Mais abusos de crianças na igreja católica
Desta vez, mais de 216 mil menores de idade foram vítimas de padres e religiosos na França
“Uma criança abusada (sexualmente) é uma bomba-relógio”, disse o cineasta francês François Ozon na época do lançamento de seu filme Graças a Deus (2019), que relata casos de pedofilia na Igreja Romana francesa. De fato, vítimas deixaram de se sentir intimidadas e silenciadas nos últimos 40 anos em todo o mundo e as “bombas” começaram a explodir na cara dos abusadores e da Igreja Católica diante de protestos da opinião pública por ter abafado os casos por séculos.
Segundo um relatório divulgado em 5 de outubro na França pela Comissão Independente sobre os Abusos Sexuais na Igreja (Ciase, na sigla em francês), mais de 216 mil menores de idade foram abusados sexualmente no país por algo entre 2,9 mil e 3,2 mil padres e religiosos católicos desde 1950 até 2020. O número pode subir para 330 mil vítimas, se considerados abusadores laicos que trabalharam na Igreja Romana. Para a Comissão, o relatório indica um fenômeno “sistêmico” da igreja.
Segundo Jean-Marc Sauvé, que foi vice-presidente do Conselho de Estado francês de 2006 a 2018 e hoje preside a Ciase, “a Igreja Católica é, fora dos círculos familiares e de amigos, o ambiente em que a prevalência de violências sexuais é mais elevada”. Ele acusa a Igreja Romana de “cruel indiferença” com as vítimas e exige que a instituição seja responsabilizada oficialmente, além de considerar que o número já alto no relatório pode ser ainda maior, pois nem todos os casos foram registrados ou denunciados. A investigação levou cerca de três anos.

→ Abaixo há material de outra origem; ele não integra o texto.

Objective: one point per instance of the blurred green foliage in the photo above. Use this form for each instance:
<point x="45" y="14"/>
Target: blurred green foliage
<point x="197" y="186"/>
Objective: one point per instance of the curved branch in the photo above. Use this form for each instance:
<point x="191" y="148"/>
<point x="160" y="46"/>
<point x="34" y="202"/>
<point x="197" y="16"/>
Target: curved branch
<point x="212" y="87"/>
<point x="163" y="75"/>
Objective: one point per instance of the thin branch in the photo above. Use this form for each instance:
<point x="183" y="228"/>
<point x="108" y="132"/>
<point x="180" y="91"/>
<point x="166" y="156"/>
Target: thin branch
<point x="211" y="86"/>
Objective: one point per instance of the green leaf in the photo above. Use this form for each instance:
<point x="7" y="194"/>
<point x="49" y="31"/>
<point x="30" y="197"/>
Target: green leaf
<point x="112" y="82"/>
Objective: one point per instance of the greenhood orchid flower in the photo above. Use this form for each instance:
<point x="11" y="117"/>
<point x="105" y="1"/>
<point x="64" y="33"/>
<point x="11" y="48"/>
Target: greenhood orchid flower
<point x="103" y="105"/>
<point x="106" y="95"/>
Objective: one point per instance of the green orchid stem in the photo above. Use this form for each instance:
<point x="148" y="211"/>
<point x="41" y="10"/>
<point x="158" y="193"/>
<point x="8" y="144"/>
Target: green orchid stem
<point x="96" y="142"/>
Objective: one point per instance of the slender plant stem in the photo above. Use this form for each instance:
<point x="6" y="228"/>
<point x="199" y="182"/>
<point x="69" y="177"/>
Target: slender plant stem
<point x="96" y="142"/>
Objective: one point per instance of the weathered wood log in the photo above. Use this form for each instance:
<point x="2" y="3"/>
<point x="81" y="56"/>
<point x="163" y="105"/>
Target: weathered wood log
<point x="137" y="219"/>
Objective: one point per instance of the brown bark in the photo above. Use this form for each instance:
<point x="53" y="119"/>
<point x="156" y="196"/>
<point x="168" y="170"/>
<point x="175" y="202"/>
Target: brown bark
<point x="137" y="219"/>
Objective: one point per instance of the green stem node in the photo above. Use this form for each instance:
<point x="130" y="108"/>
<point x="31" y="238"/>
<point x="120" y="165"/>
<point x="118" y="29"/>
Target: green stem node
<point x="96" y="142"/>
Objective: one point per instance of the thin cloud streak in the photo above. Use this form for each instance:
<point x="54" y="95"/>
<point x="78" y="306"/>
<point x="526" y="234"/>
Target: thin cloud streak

Após a divulgação, a Conferência Episcopal da França e o Vaticano, sede do catolicismo mundial, expressaram publicamente o sentimento de “vergonha” e “determinação de atuar” contra os agressores, assim como de transparência nas investigações da “terrível realidade”.
Por que só agora?
Abusos na Igreja Romana acontecem desde que ela se estabeleceu há milênios. Um dos casos conhecidos internacionalmente ocorreu entre 1972 e 1991, quando Bernard Preynat, padre em Lyon, França, cometeu dezenas (alguns alegam centenas) de abusos sexuais contra crianças, sobretudo no começo da carreira, quando trabalhou em acampamentos de escoteiros. A história é mostrada no filme Graças a Deus, cuja exibição Preynat tentou bloquear judicialmente. O filme repercutiu tanto que o padre foi destituído pelo Vaticano em 2019 e condenado a cinco anos de prisão em 2020.
Como a igreja sempre procurou respaldo de governos nem sempre justos com a população, frequentemente as denúncias de abuso sexual foram abafadas. Não são raros, até hoje, casos de padres e outros clérigos que tenham sido apenas transferidos de paróquias quando boatos ou denúncias de abuso surgiram, mas a sociedade cobra punições de acordo com as leis dos países e não só com as leis eclesiásticas.
O aumento de denúncias levou o Vaticano a realizar uma longa cúpula sobre abusos a menores em 2019. No mesmo ano, a igreja admitiu publicamente que freiras e outras mulheres são abusadas nos sentidos sexual e trabalhista por sacerdotes há séculos. Antes, o papa Bento XVI chegou a fechar uma ordem religiosa feminina repleta de abusos do tipo.
O papa Francisco I diz que sua Igreja levará culpados aos tribunais, mas vítimas de todo o mundo pedem mais do que promessas.